Huang et al. [23] in a Taiwanese population demonstrated that the CYP2E1 c1/c1 genotype increased the risk of anti-TB drug-induced hepatotoxicity, and similar results have been found in China [17]. Other studies found conflicting results [18], [24], [25], [27][31], [53]. Two recent studies in China showed no evidence of association between CYP2E1 c1/c1 genotype and ATLI [24], [31]. In our study, the CYP2E1 mutant genotype was rare and therefore unlikely to be useful as a predictor of ATLI risk.

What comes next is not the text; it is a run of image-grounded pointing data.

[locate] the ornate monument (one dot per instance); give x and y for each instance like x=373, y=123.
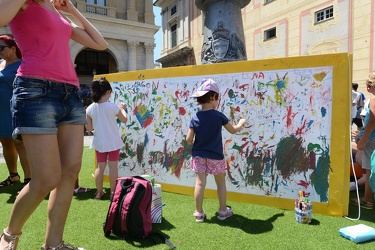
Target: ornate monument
x=223, y=30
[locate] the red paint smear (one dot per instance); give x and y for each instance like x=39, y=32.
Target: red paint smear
x=289, y=117
x=243, y=146
x=299, y=130
x=182, y=110
x=136, y=109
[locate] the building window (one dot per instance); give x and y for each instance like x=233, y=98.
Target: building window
x=173, y=10
x=174, y=35
x=269, y=34
x=99, y=9
x=324, y=14
x=89, y=62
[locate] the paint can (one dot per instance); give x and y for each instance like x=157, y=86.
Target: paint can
x=304, y=215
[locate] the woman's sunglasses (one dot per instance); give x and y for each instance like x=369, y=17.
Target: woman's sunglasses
x=2, y=47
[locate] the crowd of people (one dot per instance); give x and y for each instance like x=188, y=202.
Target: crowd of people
x=46, y=109
x=40, y=105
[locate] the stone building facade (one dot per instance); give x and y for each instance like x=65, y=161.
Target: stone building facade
x=278, y=28
x=129, y=28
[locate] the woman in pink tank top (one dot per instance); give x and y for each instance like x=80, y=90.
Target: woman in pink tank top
x=48, y=115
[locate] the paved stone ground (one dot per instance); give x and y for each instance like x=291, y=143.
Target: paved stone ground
x=87, y=141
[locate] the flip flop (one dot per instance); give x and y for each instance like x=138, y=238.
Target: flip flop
x=79, y=190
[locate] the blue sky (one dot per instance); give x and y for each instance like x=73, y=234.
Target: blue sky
x=158, y=34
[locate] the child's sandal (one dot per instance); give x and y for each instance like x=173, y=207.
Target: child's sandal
x=99, y=195
x=8, y=181
x=364, y=204
x=199, y=217
x=62, y=246
x=11, y=239
x=224, y=214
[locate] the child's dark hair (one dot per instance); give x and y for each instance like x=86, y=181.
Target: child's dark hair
x=99, y=88
x=206, y=98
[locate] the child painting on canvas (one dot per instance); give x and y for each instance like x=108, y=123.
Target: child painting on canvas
x=207, y=152
x=101, y=118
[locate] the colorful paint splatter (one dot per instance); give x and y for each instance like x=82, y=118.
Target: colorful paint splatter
x=285, y=146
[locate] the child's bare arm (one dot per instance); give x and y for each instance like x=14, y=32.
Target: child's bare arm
x=234, y=129
x=370, y=126
x=89, y=126
x=122, y=115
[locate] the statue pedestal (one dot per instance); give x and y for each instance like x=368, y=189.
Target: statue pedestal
x=223, y=30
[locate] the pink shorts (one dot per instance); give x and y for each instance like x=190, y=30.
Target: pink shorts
x=111, y=156
x=208, y=166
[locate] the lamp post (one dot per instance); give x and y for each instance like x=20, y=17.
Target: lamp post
x=223, y=30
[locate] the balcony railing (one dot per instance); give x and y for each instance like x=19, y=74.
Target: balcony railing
x=96, y=9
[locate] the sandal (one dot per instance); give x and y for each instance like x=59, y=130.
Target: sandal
x=224, y=214
x=99, y=195
x=12, y=240
x=62, y=246
x=364, y=204
x=25, y=182
x=80, y=189
x=8, y=181
x=199, y=217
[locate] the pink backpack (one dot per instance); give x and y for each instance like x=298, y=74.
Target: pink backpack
x=129, y=212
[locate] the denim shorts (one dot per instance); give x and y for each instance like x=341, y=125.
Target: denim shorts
x=40, y=106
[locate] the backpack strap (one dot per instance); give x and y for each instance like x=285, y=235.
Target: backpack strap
x=113, y=207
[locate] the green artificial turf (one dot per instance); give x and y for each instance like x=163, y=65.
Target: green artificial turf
x=251, y=227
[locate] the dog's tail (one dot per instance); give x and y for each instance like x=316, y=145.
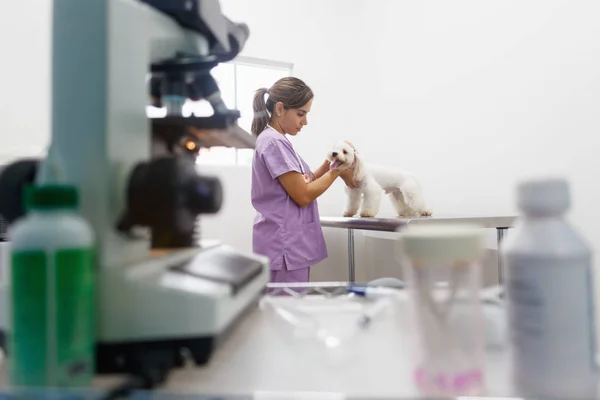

GST, which plays an important protective role in preventing ATLI, exists in several isoforms. [10], [54] Some genetic loci, notably GSTM1 and GSTT1, are polymorphic. Homozygous ‘null’ mutations result in a complete absence of enzyme activity. It is speculated that people with null GSTM1 or GSTT1 genotypes could not detoxify the toxic reactive metabolites efficiently, and thus have higher risk of ATLI. Some studies have reported a relationship between GSTM1 null [17], [29][38] and GSTT1[29][38] null genotype, and ATLI. However, most of these studies [29][34] found no evidence of an association, including studies in the Chinese population.

According to the model of the pathogenesis of drug-induced hepatotoxicity proposed by Russmann et al., the biochemical mechanism of drug-induced hepatotoxicity may involve a complex interplay between the chemical properties of the drug, environmental factors (such as age, sex, diet, alcohol consumption, compliance of drug intake, existing liver disease, concomitant use of other drugs and comorbid illness) and genetic factors that control the handling of the drug (metabolism, detoxification, and transport), as well as those that influence cell injury and repair [55]. The development of pharmacogenomics enables more extensive studies using larger sample sizes and high-throughput DNA microarrays, which may include more genotypes of relevant DMEs [15]. Most previous studies have been based on the INH metabolic pathway [56], but INH, RMP and PZA are all hepatotoxic drugs [57] and different may have different pathogenic mechanisms [58]. Other factors may influence gene expression transcription and translation of CYP2E1. Gene methylation may influence the expression of CYP [59]. Vieira et al. [60] reported an association between CYP2E1 transcripts and decreased methylation of CpG residues in intron 1 of the CYP2E1gene, during the late neonatal period. In addition microRNA (miRNA) regulation of CYP has been described [59]. Human CYP2E1 expression is regulated by miR-378, mainly via translational repression [61]. Some studies indicate that a mutant C allele of manganese superoxide dismutase, the absence of HLA-DQA1*0102 and the presence of HLA-DQA1*0102 alleles, may be associated with ATLI [37], [62]. The biochemical mechanism and pathogenesis of ATLI is complex and multifactorial, it may be valuable to combine several risk factors to identify patients at increased risk of ATLI.

Acknowledgments

We are grateful to all cooperating organizations (Center for Disease and Control Prevention in Xinjiang Uygur Autonomous Region, Ili Kazak Autonomous Prefecture and Aksu District) and their staffs whose hard work made this study possible. Special thanks to the TB patients participating in this study.

Funding Statement

This study is funded by National Natural Science Foundation of China (NO. 30960328). The funders had no role in study design, data collection and analysis, decision to publish, or preparation of the manuscript.